According to the IRS, the federal estate tax is a tax on your right to transfer property when you pass away. The amount your gross estate had to total before the estate tax was triggered up until recently was less than one million dollars, so many Americans who had worked their whole lives to accumulate some wealth would instantly lose much of it when they pass away and are unable to transfer it to their children.
Fortunately, in 2012, the unified lifetime gift and estate tax exemption was increased to five million dollars and the tax rate continues to be at forty percent. The exemption number has also been adjusted for inflation for the coming years after 2012. So, unless you and your spouse have a gross estate of over $11.7 million when you both pass away, at this point in time, estate tax is no longer a grave concern. Nevertheless, you may be able to take advantage of salary reduction contributions by using a tax-favored employee benefits account. You might also consider using gifting strategies to transfer assets to your children or your favorite charity to reduce your taxes. Gifting strategies and salary reduction contributions should be discussed with your estate planning attorney during your free consultation.

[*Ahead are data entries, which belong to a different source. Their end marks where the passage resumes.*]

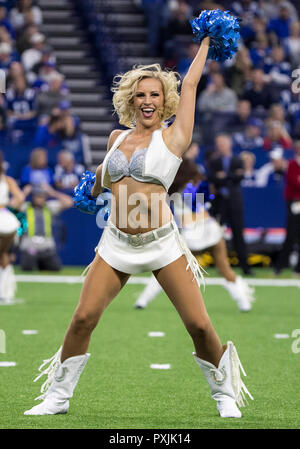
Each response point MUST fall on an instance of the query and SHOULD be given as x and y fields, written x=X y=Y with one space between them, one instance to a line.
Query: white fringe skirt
x=124 y=257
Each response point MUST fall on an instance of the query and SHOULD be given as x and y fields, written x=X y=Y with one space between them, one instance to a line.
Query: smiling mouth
x=147 y=112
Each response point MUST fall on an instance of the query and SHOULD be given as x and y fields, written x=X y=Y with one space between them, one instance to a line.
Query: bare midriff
x=138 y=207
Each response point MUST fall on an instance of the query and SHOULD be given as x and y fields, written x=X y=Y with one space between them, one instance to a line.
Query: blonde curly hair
x=125 y=85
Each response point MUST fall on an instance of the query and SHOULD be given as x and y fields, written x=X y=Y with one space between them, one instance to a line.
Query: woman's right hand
x=97 y=188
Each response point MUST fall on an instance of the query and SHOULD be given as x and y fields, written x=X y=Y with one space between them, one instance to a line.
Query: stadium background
x=89 y=41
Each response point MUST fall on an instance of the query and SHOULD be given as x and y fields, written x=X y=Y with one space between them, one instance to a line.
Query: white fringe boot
x=148 y=294
x=59 y=385
x=226 y=385
x=241 y=292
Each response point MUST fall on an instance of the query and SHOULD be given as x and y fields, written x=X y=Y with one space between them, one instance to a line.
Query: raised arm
x=179 y=135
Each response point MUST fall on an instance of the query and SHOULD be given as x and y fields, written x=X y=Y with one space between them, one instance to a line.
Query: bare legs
x=101 y=285
x=186 y=297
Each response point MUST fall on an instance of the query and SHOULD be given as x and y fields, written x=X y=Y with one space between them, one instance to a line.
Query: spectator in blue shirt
x=37 y=172
x=21 y=111
x=49 y=135
x=6 y=56
x=260 y=50
x=20 y=100
x=251 y=138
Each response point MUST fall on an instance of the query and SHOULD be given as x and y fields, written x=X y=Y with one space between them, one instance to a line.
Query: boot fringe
x=49 y=371
x=238 y=385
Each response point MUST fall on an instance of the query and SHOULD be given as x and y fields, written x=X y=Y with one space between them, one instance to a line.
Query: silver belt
x=142 y=239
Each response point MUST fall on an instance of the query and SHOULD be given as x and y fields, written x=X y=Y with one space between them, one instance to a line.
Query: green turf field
x=118 y=390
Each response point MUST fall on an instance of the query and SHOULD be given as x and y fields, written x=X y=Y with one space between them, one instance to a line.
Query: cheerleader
x=10 y=195
x=202 y=233
x=141 y=162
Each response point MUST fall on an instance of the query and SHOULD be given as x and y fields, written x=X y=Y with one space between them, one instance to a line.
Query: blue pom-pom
x=223 y=30
x=82 y=197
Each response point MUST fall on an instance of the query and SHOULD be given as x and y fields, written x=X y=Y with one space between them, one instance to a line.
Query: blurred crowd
x=247 y=110
x=40 y=137
x=254 y=97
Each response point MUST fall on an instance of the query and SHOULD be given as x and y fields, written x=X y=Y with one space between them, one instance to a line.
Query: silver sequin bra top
x=118 y=167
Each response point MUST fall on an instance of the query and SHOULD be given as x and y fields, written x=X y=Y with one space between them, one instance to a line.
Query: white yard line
x=144 y=280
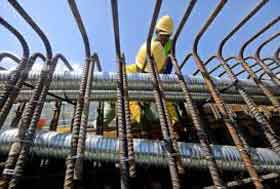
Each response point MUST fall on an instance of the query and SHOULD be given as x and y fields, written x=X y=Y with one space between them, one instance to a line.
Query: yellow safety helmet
x=165 y=25
x=157 y=52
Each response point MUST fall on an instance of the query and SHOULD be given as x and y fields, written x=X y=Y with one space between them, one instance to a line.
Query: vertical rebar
x=84 y=123
x=29 y=110
x=122 y=106
x=15 y=75
x=260 y=118
x=71 y=159
x=170 y=145
x=191 y=107
x=230 y=122
x=56 y=115
x=16 y=89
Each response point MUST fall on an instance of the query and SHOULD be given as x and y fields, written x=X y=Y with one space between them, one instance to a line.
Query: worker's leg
x=109 y=112
x=172 y=112
x=151 y=113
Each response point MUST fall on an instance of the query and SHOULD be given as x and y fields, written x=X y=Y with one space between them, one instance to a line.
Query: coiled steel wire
x=30 y=107
x=50 y=144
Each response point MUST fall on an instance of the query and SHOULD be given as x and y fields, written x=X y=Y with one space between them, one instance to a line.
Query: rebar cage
x=228 y=113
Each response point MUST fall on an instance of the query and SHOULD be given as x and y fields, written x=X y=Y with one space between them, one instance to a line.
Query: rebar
x=266 y=69
x=50 y=144
x=192 y=108
x=30 y=107
x=79 y=112
x=229 y=121
x=260 y=118
x=18 y=86
x=11 y=86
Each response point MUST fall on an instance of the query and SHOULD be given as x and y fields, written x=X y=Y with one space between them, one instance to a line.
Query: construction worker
x=160 y=48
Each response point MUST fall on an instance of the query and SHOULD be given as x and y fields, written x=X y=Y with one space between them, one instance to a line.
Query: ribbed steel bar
x=174 y=161
x=127 y=166
x=266 y=69
x=32 y=60
x=18 y=114
x=277 y=55
x=29 y=136
x=56 y=115
x=210 y=59
x=147 y=152
x=84 y=123
x=264 y=124
x=18 y=86
x=187 y=57
x=70 y=162
x=237 y=64
x=30 y=107
x=229 y=121
x=234 y=184
x=273 y=62
x=190 y=106
x=252 y=66
x=15 y=75
x=173 y=96
x=139 y=81
x=253 y=76
x=100 y=108
x=272 y=69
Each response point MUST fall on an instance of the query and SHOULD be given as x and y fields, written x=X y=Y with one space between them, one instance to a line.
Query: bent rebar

Because of these and other legislative changes, your estate plan that was completed years ago might need some major revisions, and without them, your beneficiaries could be severely limited. With the right legal guidance from your estate planning attorney, you can avoid or minimize federal estate taxes and adjust your estate plan to current legislation, allowing you to leave more assets to your loved ones and other beneficiaries after your death.